During the last two week-ends, I went to two different events. That's part of my end-of-year sprint where I travel too much: SUSEcon and openSUSE Summit in September, OpenStack Summit and openSUSE Conference in October (oops, didn't find time to write about these events), two weeks vacation in Thailand in October/November (yes, we enjoyed the time there!), one week of team meeting in Prague right now, and two other trips to Paris during those few months... Crazy planning!
I attended these events with my advocate hat to deliver GNOME-related talks (and also to chat with people a bit about openSUSE, and of course to meet good friends of mine ;-)). I feel there's a big need on GNOME's side to communicate more and clarify our direction and opinions, and on top of that, there's a lot of mis-informed statements around that people blindly trust and that need to be debunked. My talks were simply part of my local contribution towards that goal. And apparently, that's something that seems to be most welcome!
The Journées du Logiciel Libre (or JDLL) is an event that occurs every year in Lyon. Lyon being close to home, it's an event I can attend quite easily and this is not something I can complain about ;-) We did have some great people at the event this year, including a french-turned-british-turned-french-again guy.
When I got asked to give a talk about GNOME this year, I wasn't sure I would have anything really interesting to tell, so I suggested an interactive session around the recent hot topics in GNOME (you know, GNOME OS, systemd, fallback mode, etc.). In the end, even though I had many slides ready, we simply discussed the questions that were raised by the audience, and I believe that this session proved to be very useful for the attendees. So a good experience, and a format I'll likely use again.
I also had the opportunity to play a bit with Firefox OS. I've been following the project for quite some time but never took time to really try it, so I was really glad to be able to take a long look at it. There's still some work to do, and, hrm, well, that was visible ;-) I managed to crash things without even trying to be nasty. I hope it will take off, though: there's a need for an alternative closer to our ideals.
The Debian France team organized a Mini-DebConf in Paris, and I was invited for a slot. I chose to talk about GNOME vs downstreams
, and discuss the love/hate relationship we have, and how the future direction can be good/bad for different downstreams. The idea was simply to get out some information out about what GNOME is doing, and to clarify where the project is heading, as this has some pretty big impact on our downstream friends. Obviously not everything is perfect in GNOME but I feel that the project is, overall, doing okay as an upstream. (I'm kind of sad to discover an ABI breakage in glib after I told to Stefano and Lucas that we were not breaking ABI in our platform; oh well).

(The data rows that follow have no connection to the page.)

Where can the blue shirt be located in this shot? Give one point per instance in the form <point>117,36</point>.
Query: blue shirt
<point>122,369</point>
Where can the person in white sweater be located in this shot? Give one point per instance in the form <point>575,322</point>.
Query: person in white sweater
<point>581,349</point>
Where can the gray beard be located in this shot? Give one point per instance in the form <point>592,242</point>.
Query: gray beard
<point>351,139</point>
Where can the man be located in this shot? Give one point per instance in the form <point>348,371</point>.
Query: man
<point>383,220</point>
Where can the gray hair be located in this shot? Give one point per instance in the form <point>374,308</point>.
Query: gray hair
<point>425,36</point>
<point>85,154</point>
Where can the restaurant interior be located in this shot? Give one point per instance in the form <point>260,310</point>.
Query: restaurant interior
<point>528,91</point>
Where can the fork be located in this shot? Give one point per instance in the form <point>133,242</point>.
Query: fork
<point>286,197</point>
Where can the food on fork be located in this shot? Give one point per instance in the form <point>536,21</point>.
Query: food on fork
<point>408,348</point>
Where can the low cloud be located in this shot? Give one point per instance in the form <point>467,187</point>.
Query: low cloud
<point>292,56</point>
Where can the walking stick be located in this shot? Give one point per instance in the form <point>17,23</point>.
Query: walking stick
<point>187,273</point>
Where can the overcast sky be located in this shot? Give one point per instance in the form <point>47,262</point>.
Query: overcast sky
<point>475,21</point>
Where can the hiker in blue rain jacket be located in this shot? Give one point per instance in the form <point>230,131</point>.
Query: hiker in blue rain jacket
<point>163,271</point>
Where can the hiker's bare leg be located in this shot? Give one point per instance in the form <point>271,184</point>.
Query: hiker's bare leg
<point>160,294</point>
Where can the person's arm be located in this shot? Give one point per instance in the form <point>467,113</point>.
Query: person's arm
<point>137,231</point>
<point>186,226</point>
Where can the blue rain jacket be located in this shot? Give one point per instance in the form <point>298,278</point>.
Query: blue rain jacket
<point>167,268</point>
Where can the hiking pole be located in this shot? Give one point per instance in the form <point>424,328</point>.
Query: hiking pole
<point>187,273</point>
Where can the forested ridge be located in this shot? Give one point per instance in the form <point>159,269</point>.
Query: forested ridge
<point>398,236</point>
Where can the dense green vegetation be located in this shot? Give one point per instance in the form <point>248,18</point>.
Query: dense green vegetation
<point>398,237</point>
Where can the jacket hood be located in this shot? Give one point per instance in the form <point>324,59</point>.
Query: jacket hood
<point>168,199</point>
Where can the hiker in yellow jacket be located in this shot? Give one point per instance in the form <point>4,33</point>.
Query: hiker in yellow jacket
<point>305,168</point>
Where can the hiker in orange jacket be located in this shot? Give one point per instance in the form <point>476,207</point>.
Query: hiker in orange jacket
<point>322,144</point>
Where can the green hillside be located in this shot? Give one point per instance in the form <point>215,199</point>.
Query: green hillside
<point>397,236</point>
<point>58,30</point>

This Mini-DebConf was a pleasant surprise, as there were quite a number of attendees, and the whole event went quite smoothly (well, at least for the day I was there). It was also interesting to hear about the different opinions with regards to the Debian release cycle (got some pretty good food for thoughts), and I enjoyed Sylvestre's talk about making Debian compiler agnostic. The event had many other great talks — definitely an event I'd recommend attending, even to non-Debian people.